At most schools that would include the designated person looking further into the matter to see whether their inquiries led anywhere. What does each party say transpired? When and where? If the accused claims he was not even there at the time of the alleged punch, where was he and can someone vouch for him? Did anyone else hear anything? Did the accused have any prior reports of punching anyone else?

If these questions lead nowhere then it is unlikely that the matter would proceed to any sort of hearing. But meanwhile the allegation is taken seriously and addressed to the best of the college’s ability. And there is a record of the report in the event someone down the road makes a similar report. Further, such reporting may act as a deterrent if in fact the student was punched. Will the accused risk a repeat of that behavior and another report?

Every case is different and each deserves initial inquiry by a university.

@HarvestMoon1

Saying you would have them follow their policies is dodging the question. The real issue is what those policies should be. Let’s simplify the situation and assume the accused has already admitted to being in their room at the time in question. There’s no point in trying to hunt down alibis. If you’re the Dean, what punishment would you administer?

I am not dodging the question at all. If a report is made you go through the process. I have no issue with any of the policies I have read-- they all provide for initial inquiry and then adjudication if the investigation supports it. I think that should be the bare minimum for any assault on a college campus.

In this new hypothetical I don’t think a Dean would be deciding anything at most schools. There is a “fact-finder” or investigator assigned to look into the report. If that investigation does not uncover anything that supports going forward to a hearing then I assume it goes nowhere. If you look at schools that publish their summary reports they usually have a notation “insufficient evidence to support the allegations.”

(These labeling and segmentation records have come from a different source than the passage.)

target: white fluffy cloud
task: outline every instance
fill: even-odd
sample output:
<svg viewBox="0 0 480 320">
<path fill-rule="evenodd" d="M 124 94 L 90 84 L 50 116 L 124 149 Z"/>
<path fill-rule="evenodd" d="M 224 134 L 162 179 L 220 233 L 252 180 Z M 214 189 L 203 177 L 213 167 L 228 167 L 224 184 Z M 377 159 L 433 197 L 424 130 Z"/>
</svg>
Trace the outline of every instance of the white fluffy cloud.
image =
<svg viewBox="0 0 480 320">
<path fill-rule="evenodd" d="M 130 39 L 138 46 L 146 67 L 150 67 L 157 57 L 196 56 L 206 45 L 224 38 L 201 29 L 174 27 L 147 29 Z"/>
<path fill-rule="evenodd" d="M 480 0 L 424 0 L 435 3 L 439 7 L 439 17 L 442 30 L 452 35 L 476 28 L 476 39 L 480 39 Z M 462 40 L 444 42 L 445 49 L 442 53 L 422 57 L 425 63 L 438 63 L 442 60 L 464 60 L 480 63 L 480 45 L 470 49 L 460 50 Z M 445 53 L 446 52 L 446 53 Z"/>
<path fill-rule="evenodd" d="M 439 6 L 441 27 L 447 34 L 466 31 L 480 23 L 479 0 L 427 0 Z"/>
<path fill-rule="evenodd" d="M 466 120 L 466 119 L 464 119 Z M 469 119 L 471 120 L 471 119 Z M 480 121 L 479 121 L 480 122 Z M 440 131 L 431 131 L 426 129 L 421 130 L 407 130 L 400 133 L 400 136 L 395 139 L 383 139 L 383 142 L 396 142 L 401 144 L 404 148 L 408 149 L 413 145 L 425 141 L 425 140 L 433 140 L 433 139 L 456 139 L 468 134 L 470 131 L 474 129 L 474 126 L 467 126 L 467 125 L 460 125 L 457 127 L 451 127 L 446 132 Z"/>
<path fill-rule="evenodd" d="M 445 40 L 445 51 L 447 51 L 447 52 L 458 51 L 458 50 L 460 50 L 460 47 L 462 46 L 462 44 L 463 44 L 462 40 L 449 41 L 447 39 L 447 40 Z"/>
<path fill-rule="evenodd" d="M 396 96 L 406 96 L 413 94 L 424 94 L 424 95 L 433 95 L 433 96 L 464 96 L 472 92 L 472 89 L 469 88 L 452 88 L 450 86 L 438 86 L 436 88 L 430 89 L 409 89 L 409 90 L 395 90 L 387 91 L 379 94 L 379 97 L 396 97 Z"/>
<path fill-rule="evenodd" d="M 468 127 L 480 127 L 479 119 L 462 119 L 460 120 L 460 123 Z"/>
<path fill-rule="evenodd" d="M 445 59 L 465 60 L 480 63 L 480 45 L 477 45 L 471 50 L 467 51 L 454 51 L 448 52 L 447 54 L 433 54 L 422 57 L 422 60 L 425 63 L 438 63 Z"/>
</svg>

Whether the parties then agree to some informal resolution on their own is an entirely different issue. But if there is a finding by the investigator of “insufficient evidence to support the allegations” then my reading is they could not force the accused to make any accommodation without his or her agreement.

^At Yale, the decision is made by the Dean and ultimately reviewable by the Provost: http://yaledailynews.com/blog/2016/03/10/mens-basketball-captain-expelled-for-sexual-misconduct/, but that’s an aside. Put yourself into the shoes of the fact finder: the investigation is complete, John says the shove happened, and Sam says it didn’t. With that as the totality of the evidence, do you recommend a hearing be convened? If there is a hearing and you were on the disciplinary committee, would you vote to convict and if so, what punishment would you assign? It sounds like you think if a physical assault allegation doesn’t have more evidence than the typical college sexual assault allegation, it shouldn’t even result in a hearing.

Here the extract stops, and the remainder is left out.